I too live in that murky sysadmin/would be progammer
world. I took the leap a few years ago to become a
consultant (actually I was pushed). But I have one client
for whom I am basically an employee - so I end up facing
many of the same questions of focus, direction, goals
and definition that cdent discusses in
his diary. Strangely, he also brings up the calculus
people - geometry people spectrum. My thesis
supervisor described this as holistic thinker -
linear thinker and suggested that I sat in the
middle too. I compare this to my work mates who have a
thirst for detail that I avoid if I can. I find myself
programming less and less, but remaining very
opinionated about the projects I work on. I guess
that's the overview thing.
jlf (a friend of
cdent) complains of being dragged into the
politics of his workplace, ouch. Workplace politics is a
huge problem - also do you really want to be a manager or
is it the only route up in your organisation. I've
often wondered what became of the chief programmer
team concept pioneered by Frederick P. Brooks it's
worth trying to sell the concept to management (even if
only to get yourself a reputation as a creative thinker).
If you haven't read Brooks' book the "Mythical Man Month"

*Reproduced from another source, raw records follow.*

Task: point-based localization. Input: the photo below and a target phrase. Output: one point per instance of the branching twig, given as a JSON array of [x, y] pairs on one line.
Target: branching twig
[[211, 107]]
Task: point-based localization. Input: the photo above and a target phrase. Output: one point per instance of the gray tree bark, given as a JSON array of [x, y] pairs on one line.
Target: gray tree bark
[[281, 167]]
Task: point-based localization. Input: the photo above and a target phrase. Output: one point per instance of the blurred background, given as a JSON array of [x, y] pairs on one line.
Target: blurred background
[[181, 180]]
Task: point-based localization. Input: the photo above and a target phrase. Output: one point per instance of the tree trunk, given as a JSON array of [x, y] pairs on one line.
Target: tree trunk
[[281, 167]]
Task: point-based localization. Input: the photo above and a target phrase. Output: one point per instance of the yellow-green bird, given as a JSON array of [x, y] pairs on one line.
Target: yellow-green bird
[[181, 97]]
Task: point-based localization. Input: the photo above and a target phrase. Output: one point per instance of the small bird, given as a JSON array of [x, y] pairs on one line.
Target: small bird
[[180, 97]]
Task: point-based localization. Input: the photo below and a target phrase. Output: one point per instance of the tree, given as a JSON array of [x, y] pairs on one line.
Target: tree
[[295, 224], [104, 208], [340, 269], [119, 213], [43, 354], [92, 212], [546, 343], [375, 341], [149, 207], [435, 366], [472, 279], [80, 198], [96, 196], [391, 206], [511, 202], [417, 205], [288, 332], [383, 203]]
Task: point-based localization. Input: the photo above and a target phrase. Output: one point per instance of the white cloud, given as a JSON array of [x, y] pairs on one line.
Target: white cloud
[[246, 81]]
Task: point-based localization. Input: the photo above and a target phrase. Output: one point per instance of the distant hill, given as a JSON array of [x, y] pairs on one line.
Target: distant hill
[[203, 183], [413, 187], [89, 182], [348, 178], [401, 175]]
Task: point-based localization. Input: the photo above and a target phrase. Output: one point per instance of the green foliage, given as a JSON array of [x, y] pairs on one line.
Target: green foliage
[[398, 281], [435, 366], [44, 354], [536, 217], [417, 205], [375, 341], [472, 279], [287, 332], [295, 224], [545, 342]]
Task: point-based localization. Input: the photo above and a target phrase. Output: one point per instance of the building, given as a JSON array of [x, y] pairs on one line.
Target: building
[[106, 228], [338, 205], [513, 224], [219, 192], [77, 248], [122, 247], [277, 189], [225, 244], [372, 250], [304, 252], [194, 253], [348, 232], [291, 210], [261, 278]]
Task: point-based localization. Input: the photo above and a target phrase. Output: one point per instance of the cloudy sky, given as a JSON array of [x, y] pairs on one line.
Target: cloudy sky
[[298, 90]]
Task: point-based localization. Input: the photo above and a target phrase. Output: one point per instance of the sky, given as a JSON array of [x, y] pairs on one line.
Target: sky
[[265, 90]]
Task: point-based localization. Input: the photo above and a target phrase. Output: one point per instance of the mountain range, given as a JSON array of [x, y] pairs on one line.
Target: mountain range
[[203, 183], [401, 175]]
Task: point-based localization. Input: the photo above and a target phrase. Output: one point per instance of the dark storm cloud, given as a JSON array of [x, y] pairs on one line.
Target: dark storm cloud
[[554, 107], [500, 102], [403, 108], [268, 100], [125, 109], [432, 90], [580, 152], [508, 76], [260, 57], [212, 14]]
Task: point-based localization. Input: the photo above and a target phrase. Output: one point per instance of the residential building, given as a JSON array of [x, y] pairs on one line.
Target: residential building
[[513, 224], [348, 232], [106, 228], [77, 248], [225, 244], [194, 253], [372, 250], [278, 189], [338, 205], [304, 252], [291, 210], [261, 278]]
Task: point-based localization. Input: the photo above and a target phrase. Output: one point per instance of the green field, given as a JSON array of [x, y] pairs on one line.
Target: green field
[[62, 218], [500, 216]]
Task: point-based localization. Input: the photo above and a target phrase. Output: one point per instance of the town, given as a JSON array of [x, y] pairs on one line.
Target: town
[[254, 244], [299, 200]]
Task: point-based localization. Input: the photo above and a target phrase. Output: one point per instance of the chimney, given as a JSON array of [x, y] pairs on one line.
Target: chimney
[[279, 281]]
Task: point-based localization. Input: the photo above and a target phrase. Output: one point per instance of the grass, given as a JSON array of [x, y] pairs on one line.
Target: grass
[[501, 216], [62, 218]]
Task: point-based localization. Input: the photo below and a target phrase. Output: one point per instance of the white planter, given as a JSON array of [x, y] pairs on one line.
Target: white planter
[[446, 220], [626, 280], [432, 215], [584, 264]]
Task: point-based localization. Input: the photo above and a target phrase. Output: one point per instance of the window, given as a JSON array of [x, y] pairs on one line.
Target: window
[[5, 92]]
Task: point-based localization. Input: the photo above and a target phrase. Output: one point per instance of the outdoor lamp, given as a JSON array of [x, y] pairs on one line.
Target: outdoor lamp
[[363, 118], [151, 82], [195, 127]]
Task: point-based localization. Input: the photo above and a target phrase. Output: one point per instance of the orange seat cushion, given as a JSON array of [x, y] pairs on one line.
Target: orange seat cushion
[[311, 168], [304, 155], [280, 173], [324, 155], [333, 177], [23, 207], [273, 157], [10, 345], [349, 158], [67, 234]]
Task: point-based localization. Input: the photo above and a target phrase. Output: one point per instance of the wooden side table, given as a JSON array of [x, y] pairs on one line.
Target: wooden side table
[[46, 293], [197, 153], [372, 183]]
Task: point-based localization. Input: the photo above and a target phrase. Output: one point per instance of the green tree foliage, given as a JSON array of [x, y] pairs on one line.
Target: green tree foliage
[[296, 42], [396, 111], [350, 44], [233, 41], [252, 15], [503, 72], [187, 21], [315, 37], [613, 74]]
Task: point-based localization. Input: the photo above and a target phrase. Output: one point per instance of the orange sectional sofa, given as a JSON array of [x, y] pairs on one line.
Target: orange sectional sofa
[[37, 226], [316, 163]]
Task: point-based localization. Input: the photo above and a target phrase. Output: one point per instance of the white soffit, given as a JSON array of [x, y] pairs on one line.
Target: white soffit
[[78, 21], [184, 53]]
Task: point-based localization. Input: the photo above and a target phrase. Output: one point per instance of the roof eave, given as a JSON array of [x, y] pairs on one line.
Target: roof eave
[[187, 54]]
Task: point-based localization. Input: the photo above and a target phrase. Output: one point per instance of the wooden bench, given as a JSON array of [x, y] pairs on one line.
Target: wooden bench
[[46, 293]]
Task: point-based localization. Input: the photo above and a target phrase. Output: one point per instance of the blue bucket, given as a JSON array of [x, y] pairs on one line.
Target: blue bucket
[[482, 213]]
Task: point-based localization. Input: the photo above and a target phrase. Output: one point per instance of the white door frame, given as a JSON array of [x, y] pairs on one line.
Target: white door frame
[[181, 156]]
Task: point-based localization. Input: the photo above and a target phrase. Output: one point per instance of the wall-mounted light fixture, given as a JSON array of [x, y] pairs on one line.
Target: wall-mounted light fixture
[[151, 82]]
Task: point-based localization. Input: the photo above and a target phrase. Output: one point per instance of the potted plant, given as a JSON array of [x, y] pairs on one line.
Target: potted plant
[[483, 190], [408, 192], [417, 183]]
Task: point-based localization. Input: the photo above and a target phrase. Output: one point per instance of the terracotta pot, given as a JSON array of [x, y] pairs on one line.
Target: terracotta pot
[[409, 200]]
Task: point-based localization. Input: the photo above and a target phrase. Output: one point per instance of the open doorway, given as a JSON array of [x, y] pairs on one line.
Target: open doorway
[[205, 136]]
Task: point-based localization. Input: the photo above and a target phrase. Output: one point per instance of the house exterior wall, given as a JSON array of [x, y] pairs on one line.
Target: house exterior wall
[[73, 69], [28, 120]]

it is a classic case study of (failed?) Cathedral
development methodologies.
nymia asks "how contractors like me
could get into the free software and open source
market". I recently won a nice contract to build a
community web site (which I have to fit in after hours of
my other client). It is a government contract, so although
their stock contract demanded copyright ownership, they
were perfectly happy to place the source under a GNU
licence. There are plenty of organisations who are driven
by social rather than business goals (government, unions,
charities), and plenty of other businesses who wouldn't
know what to do with source code if it hit them in the
head. If (realistically) they will never sell their in-huse
software, and it won't be of use to their direct
competitors, then you should be able to sell them on Open
source on the basis of price, performance, compatibility
etc.
He roa rawa te kakau o taku paipa - the handle of my
pipe is way too long.
p.s. oops there is no <project> tag.